Évacuons directement ce qui saute aux oreilles sur cet album de Ice Dragon : oui, on pense fortement à Electric Wizard. Encore plus que sur les anciens c’est-à-dire, où le nom de Dorset était plus un indicateur stylistique qu’une véritable influence principale – le sorcier électrique n’étant pas après tout le seul à jouer long, lent, sale et psychédélique.
Mais là, les ponts changent et se transforment en autoroute pour qui lancera « Manuscript 408 », le regard et les oreilles cramés dès les premières notes. Ice Dragon n’aura jamais sonné aussi radical, prenant le parti de mettre en sourdine ses lubies rock développées sur
The Sorrowful Sun pour embrasser la part la plus malfaisante de sa personnalité – « Man Sitting in a Field of Green Grass », « Astronomical Union » et « Infinite Requiem » pour seules franches incartades. Dans une certaine mesure, et une mesure non négligeable, on peut décréter que
Tome of the Future Ancients est le
Come my Fanatics…. des Ricains, celui où les éléments autrefois plaisants sont poussés à leur maximum, l’ivresse naissant d’une douleur à enchainer les chapes de plomb que sont « The Bearded Mage » ou « The Black Book of Hours » , la jouissance s’étalant à s’en liquéfier sur plus d’une heure.

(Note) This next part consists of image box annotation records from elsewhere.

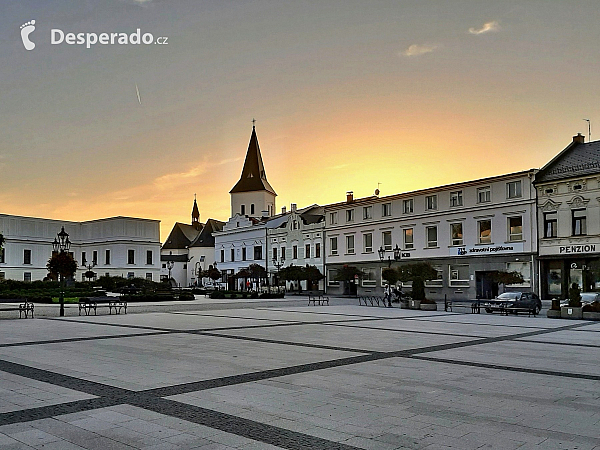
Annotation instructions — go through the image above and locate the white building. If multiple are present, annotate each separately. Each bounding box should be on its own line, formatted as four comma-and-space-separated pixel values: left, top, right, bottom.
535, 134, 600, 299
0, 214, 160, 281
325, 170, 537, 299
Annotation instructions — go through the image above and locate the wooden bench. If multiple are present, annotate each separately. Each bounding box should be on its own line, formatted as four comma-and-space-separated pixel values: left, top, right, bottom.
79, 298, 127, 316
308, 295, 329, 306
0, 301, 35, 319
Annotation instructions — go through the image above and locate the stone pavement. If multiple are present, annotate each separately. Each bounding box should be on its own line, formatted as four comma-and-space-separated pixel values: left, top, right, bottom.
0, 299, 600, 450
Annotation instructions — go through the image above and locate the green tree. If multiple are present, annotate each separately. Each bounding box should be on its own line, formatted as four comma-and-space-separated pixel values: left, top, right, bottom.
398, 263, 437, 300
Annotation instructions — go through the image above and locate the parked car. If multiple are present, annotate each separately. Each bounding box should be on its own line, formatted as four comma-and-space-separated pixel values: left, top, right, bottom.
483, 292, 542, 314
560, 292, 600, 306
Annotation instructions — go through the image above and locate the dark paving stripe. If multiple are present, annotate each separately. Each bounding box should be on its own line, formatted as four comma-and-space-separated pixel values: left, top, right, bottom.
133, 399, 358, 450
411, 355, 600, 381
0, 397, 122, 425
0, 331, 170, 348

Mais Ice Dragon, ici comme ailleurs, ne peut se résumer à ce seul rappel,
Tome of the Future Ancients restant aujourd’hui un des sommets de sa riche discographie en tant que tel et non comme œuvre de moine copiste. Tout cela sonne bien plus implorant que chez les branleurs anglais, bien plus austère, sorte de doom traditionnel joué au-delà de la raison, ésotérique plus que drogué, mystique plus qu’amateur de série Z. Cela me fait dire que, si la forme plaira nécessairement aux zombies addicts ayant en passion le mauvais goût des films obscurs, fauchés et gores, le fond s’adresse avant tout à ceux ayant fait du doom leur paradis personnel, voyant l’amour qui en déborde au-delà de la lenteur. Electric Wizard ? Laissons cela de côté ; intéressons-nous à ces effluves qui débordent à chaque instant, à cette voix qui flotte et se fait flot, plaintive et ronronnante, ne brillant pas par ses capacités mais l’humanité s’en dégageant, à la manière d’un Karl Simon de The Gates of Slumber, autre formation à laquelle je pense énormément lors de l’écoute.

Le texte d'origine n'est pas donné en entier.